Hacking has traditionally been an
activity whereby people tried to break into computer systems and
networks. They either did this with malice(to steal credit card
information) or good intentions(to improve the security of the system
or to lean how it works). The former spawning the term black hat and
the latter spawning the term white hat. Hacking initially started
with phone phreaking and went via the era of Kevin Mitnick to the
script kiddies of today. Kevin Mitnick himself by the way went from a
hacker who was
imprisoned to a well respected security
consultant and speaker with probably the world's coolest business card pictured above.
The term hacking is now however under
threat. From all sides it is being stretched into all directions much
like Oprah's pants. Sites, such as LifeHacker
give you tips on how to make your life more efficient. Other
sites show you how to hack
every day objects such as coke machines.

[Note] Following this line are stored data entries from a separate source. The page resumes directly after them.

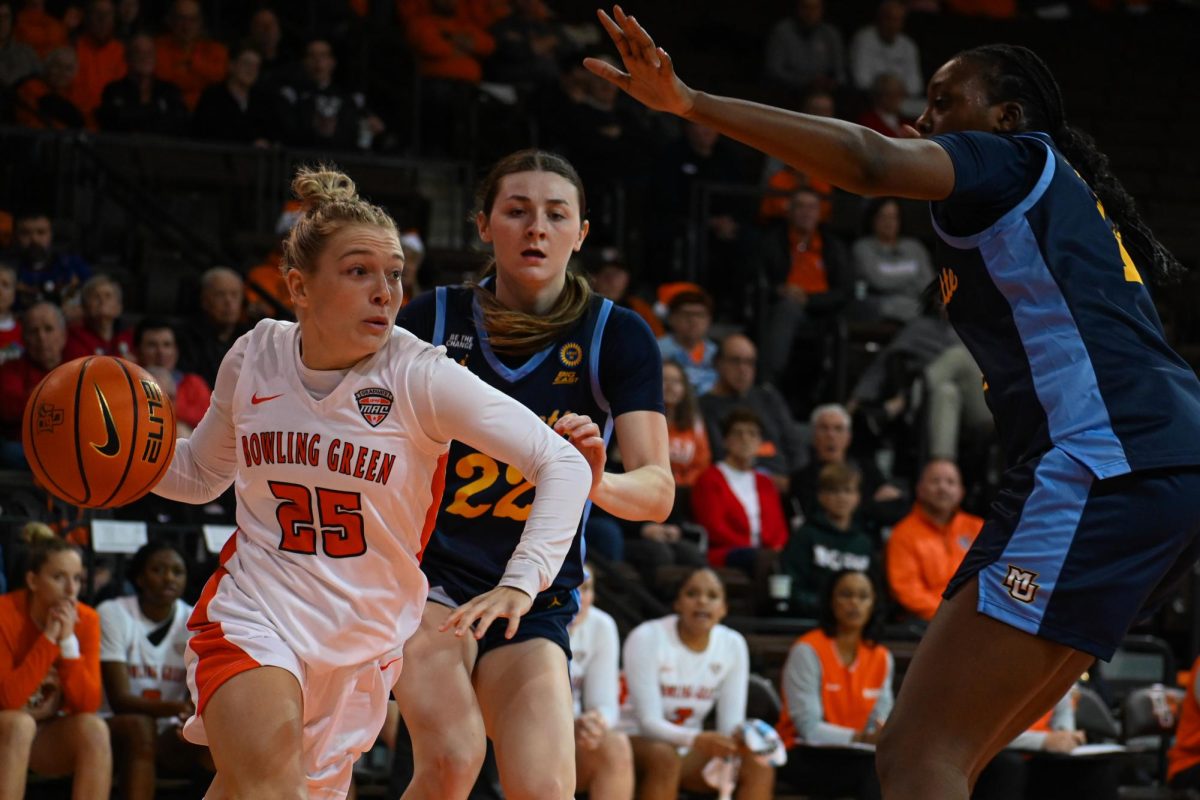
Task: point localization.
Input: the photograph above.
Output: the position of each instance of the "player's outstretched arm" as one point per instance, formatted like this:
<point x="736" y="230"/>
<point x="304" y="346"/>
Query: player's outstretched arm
<point x="850" y="156"/>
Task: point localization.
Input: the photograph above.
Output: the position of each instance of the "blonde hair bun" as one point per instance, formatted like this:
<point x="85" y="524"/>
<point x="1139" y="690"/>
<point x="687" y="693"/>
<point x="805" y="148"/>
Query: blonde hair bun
<point x="323" y="185"/>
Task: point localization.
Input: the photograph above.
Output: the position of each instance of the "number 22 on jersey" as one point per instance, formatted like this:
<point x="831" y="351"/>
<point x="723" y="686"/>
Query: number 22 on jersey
<point x="489" y="471"/>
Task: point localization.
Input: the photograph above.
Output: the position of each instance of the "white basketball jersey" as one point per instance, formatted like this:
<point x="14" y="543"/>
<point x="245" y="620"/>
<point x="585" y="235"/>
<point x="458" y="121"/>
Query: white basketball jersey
<point x="689" y="681"/>
<point x="334" y="497"/>
<point x="156" y="671"/>
<point x="595" y="651"/>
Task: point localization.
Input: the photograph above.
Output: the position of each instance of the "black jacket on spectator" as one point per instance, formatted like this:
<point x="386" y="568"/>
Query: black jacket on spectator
<point x="775" y="260"/>
<point x="222" y="118"/>
<point x="121" y="108"/>
<point x="319" y="118"/>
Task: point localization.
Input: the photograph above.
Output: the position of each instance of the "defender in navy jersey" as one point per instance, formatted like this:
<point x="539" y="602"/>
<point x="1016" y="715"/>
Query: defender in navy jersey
<point x="591" y="370"/>
<point x="609" y="354"/>
<point x="1043" y="260"/>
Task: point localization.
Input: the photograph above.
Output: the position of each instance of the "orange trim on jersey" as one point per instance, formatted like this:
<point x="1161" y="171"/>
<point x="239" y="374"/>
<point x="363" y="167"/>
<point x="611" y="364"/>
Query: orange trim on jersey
<point x="437" y="488"/>
<point x="219" y="660"/>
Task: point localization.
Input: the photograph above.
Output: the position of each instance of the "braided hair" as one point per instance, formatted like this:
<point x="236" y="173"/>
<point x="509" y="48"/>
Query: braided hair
<point x="1014" y="73"/>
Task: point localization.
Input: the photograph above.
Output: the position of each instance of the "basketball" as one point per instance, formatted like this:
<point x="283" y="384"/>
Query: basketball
<point x="99" y="432"/>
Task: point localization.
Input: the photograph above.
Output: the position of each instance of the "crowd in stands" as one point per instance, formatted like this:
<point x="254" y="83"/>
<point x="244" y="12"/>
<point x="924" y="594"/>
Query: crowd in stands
<point x="858" y="495"/>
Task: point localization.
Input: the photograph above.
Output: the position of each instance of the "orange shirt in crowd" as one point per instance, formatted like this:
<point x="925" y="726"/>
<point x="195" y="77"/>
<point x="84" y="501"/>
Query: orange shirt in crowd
<point x="193" y="68"/>
<point x="922" y="558"/>
<point x="27" y="657"/>
<point x="849" y="693"/>
<point x="808" y="264"/>
<point x="690" y="453"/>
<point x="780" y="187"/>
<point x="439" y="56"/>
<point x="40" y="30"/>
<point x="99" y="66"/>
<point x="1186" y="752"/>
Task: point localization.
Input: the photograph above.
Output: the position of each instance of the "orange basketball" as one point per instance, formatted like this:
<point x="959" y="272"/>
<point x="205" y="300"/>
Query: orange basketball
<point x="99" y="432"/>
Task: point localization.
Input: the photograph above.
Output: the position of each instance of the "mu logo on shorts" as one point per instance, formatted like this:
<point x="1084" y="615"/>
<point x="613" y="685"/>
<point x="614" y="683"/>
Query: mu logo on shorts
<point x="373" y="404"/>
<point x="1020" y="584"/>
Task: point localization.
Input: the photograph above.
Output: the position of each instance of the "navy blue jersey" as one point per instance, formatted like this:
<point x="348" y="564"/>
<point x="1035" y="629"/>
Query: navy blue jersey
<point x="1045" y="298"/>
<point x="605" y="366"/>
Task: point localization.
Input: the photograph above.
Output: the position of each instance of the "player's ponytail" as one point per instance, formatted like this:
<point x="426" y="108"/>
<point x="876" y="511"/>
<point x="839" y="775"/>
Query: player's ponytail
<point x="330" y="203"/>
<point x="1014" y="73"/>
<point x="516" y="332"/>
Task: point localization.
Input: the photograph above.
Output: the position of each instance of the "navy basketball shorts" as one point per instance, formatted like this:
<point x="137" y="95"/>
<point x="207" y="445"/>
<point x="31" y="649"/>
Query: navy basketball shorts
<point x="1075" y="559"/>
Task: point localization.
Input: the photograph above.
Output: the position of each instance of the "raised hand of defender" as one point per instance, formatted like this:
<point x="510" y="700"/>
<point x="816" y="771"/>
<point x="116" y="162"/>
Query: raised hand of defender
<point x="480" y="612"/>
<point x="649" y="77"/>
<point x="585" y="434"/>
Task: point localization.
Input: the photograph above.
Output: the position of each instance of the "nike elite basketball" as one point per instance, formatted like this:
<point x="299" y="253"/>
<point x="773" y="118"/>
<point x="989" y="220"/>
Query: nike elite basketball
<point x="99" y="432"/>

Hacking is now turning
into a term that means, “experimenting playfully with technology.”
It is becoming a synonym for make. Even though many “hacking sites”
now talk about Hacking
Furby rather than the intricacies of computer security the spirit
of hacking is still alive in them. A curious group of pioneers
exploring, learning about and experimenting with new technology:
hacking if you will.
I would like to add that the mix up started with the fact that there are actually two phenomena that are often mixed up:
- Hacking, the "art" of slapping code together
- Cracking, the well euhmmm of getting access to computers without permission
The first is now being extended to other domains than the computer domain. The confusion starts when media started to confuse hackers (coders) with crackers.

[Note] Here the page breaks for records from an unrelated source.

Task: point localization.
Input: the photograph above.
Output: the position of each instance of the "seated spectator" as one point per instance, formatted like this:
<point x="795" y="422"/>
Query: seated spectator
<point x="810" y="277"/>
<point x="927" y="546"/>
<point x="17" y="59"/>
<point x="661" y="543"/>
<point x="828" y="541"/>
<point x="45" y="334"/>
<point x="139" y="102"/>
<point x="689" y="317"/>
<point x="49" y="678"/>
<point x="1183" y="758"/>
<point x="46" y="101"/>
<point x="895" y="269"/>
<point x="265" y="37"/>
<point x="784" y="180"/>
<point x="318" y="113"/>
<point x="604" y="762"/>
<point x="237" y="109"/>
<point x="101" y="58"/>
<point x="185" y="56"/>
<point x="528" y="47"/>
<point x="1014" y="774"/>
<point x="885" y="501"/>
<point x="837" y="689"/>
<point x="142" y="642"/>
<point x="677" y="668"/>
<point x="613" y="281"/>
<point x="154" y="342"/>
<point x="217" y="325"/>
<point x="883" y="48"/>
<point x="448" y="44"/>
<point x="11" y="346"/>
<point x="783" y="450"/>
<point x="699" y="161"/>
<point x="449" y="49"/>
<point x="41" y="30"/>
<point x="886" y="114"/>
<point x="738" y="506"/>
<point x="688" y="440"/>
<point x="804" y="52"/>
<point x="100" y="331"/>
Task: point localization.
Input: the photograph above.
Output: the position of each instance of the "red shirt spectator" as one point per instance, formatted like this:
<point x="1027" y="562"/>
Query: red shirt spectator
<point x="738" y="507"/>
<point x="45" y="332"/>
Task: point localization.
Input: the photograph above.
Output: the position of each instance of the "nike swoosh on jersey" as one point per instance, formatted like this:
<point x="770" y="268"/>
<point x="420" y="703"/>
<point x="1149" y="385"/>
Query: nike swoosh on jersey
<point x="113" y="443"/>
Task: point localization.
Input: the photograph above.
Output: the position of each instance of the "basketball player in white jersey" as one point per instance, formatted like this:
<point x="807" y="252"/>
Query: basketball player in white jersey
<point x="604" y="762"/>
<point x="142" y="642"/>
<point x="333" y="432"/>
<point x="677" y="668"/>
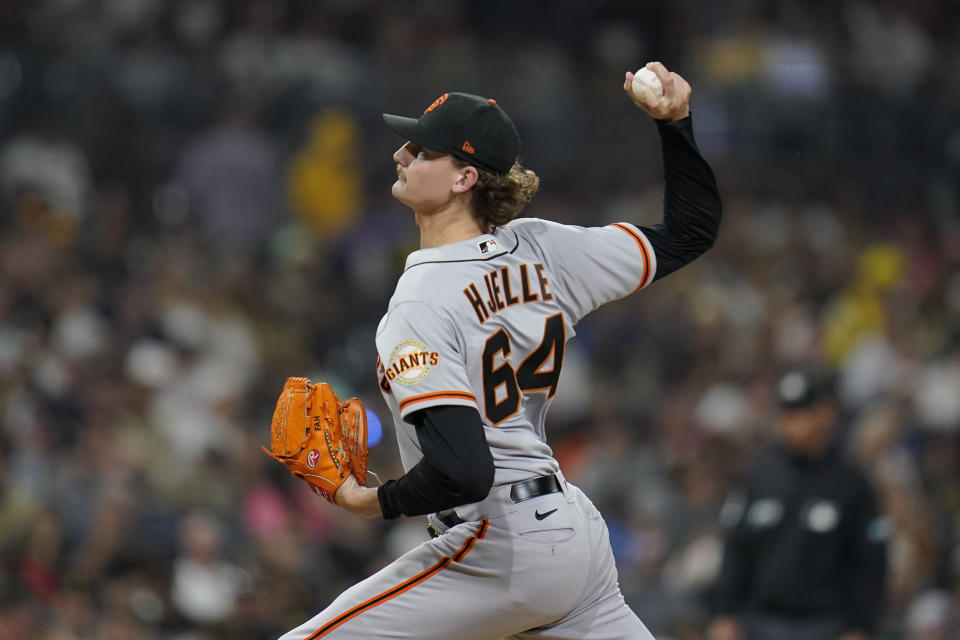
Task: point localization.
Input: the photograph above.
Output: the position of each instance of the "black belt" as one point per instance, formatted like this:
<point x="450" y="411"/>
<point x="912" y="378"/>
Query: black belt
<point x="520" y="491"/>
<point x="534" y="487"/>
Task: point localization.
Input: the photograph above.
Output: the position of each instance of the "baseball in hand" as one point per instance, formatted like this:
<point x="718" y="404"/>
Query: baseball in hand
<point x="646" y="78"/>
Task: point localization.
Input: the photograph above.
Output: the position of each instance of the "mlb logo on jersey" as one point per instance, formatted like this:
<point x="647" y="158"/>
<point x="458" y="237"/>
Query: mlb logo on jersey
<point x="488" y="245"/>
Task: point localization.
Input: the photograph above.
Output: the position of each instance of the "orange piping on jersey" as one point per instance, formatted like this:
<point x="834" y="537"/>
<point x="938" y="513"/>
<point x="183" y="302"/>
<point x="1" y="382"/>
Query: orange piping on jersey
<point x="459" y="395"/>
<point x="403" y="586"/>
<point x="643" y="250"/>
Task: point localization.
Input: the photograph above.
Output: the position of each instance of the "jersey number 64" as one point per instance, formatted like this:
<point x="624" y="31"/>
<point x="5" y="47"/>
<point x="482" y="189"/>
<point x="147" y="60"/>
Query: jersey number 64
<point x="529" y="376"/>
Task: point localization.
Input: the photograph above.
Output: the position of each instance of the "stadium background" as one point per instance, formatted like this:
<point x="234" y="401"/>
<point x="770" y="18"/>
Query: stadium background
<point x="195" y="205"/>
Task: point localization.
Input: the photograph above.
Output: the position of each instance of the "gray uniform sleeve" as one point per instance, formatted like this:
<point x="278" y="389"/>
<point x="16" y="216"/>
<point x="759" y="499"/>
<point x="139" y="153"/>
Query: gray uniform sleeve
<point x="422" y="359"/>
<point x="591" y="266"/>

You have the dichotomy in use of the word 'hacking' down, but the order is off. Originally the term was applied in the general sense of tinkering, especially with technology, but later was misunderstood by the media and thus general public as applying only to "breaking in" to computers. While an artful break-in may be termed "hacking", the vast majority of computer security breaches are not and the usage of the term by those such as LifeHacker is in fact more appropriate to the original meaning.